Surety bonds and fidelity bonds are two common types of bonds that businesses consider. Surety bonds provide guarantees that you will fulfill your contracts and/or meet applicable regulations. Fidelity bonds can provide financial protection against employees’ dishonest acts.
The professionals at Max Value Insurance Group in Miami, Florida, can help your operations secure the bonds that fit your needs. Contact us today for more information.
What Is a Surety Bond?
A surety bond is a contract among three parties: the principal, the obligee and the surety. The principal is the business that purchases the surety bond; the obligee is the governmental or private party that requires the principal to obtain the bond; and the surety (e.g., an insurance company) is the entity that underwrites the bond.

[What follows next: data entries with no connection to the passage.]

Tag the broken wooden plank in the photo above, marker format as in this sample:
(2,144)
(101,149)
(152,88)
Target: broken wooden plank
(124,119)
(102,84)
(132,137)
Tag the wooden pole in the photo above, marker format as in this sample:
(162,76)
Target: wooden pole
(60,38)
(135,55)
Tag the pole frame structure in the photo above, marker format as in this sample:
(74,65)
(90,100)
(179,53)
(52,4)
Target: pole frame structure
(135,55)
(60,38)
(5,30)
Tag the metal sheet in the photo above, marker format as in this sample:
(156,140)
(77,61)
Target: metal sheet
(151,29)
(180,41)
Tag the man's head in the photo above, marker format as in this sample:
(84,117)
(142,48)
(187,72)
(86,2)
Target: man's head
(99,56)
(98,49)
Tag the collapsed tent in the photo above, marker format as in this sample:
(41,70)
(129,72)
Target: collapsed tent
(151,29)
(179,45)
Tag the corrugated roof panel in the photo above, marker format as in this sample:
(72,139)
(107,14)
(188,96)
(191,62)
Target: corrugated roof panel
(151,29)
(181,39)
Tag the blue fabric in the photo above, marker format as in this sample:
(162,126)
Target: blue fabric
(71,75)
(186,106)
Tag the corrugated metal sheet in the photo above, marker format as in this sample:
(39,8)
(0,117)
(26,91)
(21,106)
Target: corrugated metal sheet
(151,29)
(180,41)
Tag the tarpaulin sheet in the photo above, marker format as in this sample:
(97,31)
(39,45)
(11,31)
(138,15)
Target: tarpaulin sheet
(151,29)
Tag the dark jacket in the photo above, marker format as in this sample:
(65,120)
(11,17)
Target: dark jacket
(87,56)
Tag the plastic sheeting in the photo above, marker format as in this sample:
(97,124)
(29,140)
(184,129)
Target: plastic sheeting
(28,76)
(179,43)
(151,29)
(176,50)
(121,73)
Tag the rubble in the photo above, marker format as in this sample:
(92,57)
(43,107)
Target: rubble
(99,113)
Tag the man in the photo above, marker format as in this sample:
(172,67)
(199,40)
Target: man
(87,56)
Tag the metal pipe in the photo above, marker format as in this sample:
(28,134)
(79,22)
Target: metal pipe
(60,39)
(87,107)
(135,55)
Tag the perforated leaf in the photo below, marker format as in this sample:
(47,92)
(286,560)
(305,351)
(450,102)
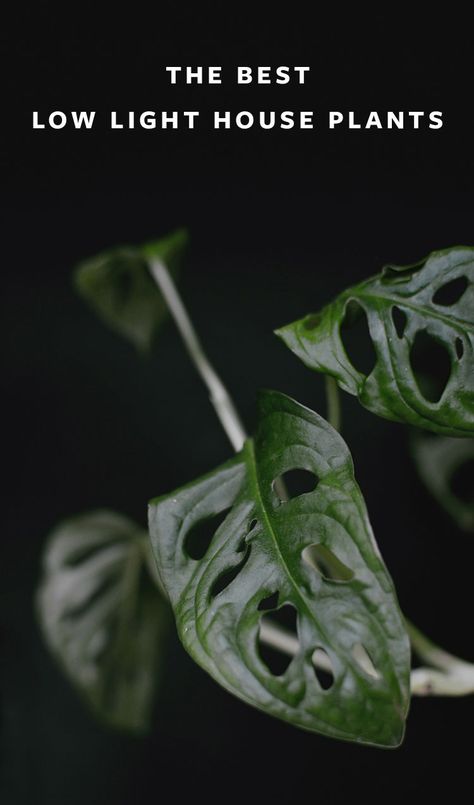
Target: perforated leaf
(102,617)
(118,286)
(315,554)
(447,468)
(431,303)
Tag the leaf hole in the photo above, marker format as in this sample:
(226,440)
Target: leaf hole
(271,602)
(431,365)
(328,565)
(277,661)
(323,668)
(462,482)
(364,661)
(228,576)
(399,319)
(296,482)
(200,535)
(355,336)
(451,292)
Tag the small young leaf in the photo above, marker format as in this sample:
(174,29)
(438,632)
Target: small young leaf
(440,462)
(257,561)
(118,286)
(101,616)
(415,315)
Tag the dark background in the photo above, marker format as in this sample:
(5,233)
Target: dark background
(279,223)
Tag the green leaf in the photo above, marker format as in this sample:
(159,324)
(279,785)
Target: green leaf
(431,301)
(102,617)
(316,553)
(440,460)
(119,287)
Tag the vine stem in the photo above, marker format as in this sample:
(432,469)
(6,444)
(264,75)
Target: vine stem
(448,675)
(220,397)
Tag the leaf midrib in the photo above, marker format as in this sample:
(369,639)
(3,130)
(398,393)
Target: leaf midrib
(254,480)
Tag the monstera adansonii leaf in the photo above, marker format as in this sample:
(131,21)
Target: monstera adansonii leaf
(440,461)
(313,554)
(405,307)
(117,284)
(102,616)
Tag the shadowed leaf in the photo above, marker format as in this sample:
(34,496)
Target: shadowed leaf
(356,606)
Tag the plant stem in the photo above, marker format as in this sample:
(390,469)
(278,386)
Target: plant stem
(218,393)
(333,403)
(447,676)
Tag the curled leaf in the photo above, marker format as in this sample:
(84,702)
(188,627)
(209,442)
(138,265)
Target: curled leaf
(118,286)
(234,558)
(102,617)
(419,318)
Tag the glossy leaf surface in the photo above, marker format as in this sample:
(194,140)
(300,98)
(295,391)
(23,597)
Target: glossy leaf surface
(102,617)
(429,304)
(314,554)
(118,286)
(446,466)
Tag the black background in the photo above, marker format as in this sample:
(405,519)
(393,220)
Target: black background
(279,223)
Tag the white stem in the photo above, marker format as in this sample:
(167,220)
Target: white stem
(447,676)
(218,393)
(450,675)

If a business (i.e., the principal) fails to meet its obligations, a client (i.e., the obligee) may file a claim against the bond. The surety will then investigate the claim, and if the business does not rectify the issue, the surety may provide payment to the client up to the bond’s amount. The surety would then seek reimbursement for that expense from the business.
Types of Surety Bonds
Commercial bonds and contract bonds are two common types of surety bonds.
Commercial Bonds
A commercial bond provides assurances that businesses will comply with specific requirements. For example, license and permit bonds, a commercial bond, guarantee that your company will comply with applicable laws and regulations. A governmental entity may require them before issuing a license or permit.
Contract Bonds
Contract bonds provide guarantees that a contract’s terms will be fulfilled. They are often used in the construction industry. The following are types of contract bonds:
· Bid bonds guarantee businesses will start a job if they win a contract.

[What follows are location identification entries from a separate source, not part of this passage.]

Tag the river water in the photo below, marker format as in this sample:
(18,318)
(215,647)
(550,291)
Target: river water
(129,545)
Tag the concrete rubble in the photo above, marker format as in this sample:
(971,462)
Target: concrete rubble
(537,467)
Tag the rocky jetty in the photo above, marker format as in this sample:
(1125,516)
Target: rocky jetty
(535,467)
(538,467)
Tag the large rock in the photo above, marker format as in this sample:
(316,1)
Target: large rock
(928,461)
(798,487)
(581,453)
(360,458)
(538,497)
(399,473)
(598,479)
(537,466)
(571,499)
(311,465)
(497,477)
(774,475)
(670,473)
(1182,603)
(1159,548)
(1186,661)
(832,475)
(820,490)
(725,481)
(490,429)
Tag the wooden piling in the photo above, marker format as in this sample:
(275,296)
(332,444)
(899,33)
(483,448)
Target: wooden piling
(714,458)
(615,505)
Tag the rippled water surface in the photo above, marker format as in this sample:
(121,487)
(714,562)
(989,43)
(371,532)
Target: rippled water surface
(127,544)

· Payment bonds guarantee businesses will pay subcontractors and suppliers for labor and materials.
· Performance bonds guarantee businesses will finish a project in accordance with the contract.
· Maintenance bonds guarantee defects in materials or workmanship will be remedied or the owner will be compensated if the problems arise within a set time frame (e.g., one year) after a project is finished.
Other types of contact bonds may be available. Contact your agent for details.
Fidelity Bonds
Fidelity bonds may also be known as employee dishonesty bonds. They are a type of business insurance that may provide financial protection for your business and clients against employees’ dishonest acts (e.g., theft, fraud, forgery and embezzlement). Coverage for the dishonest acts of volunteers may also be available.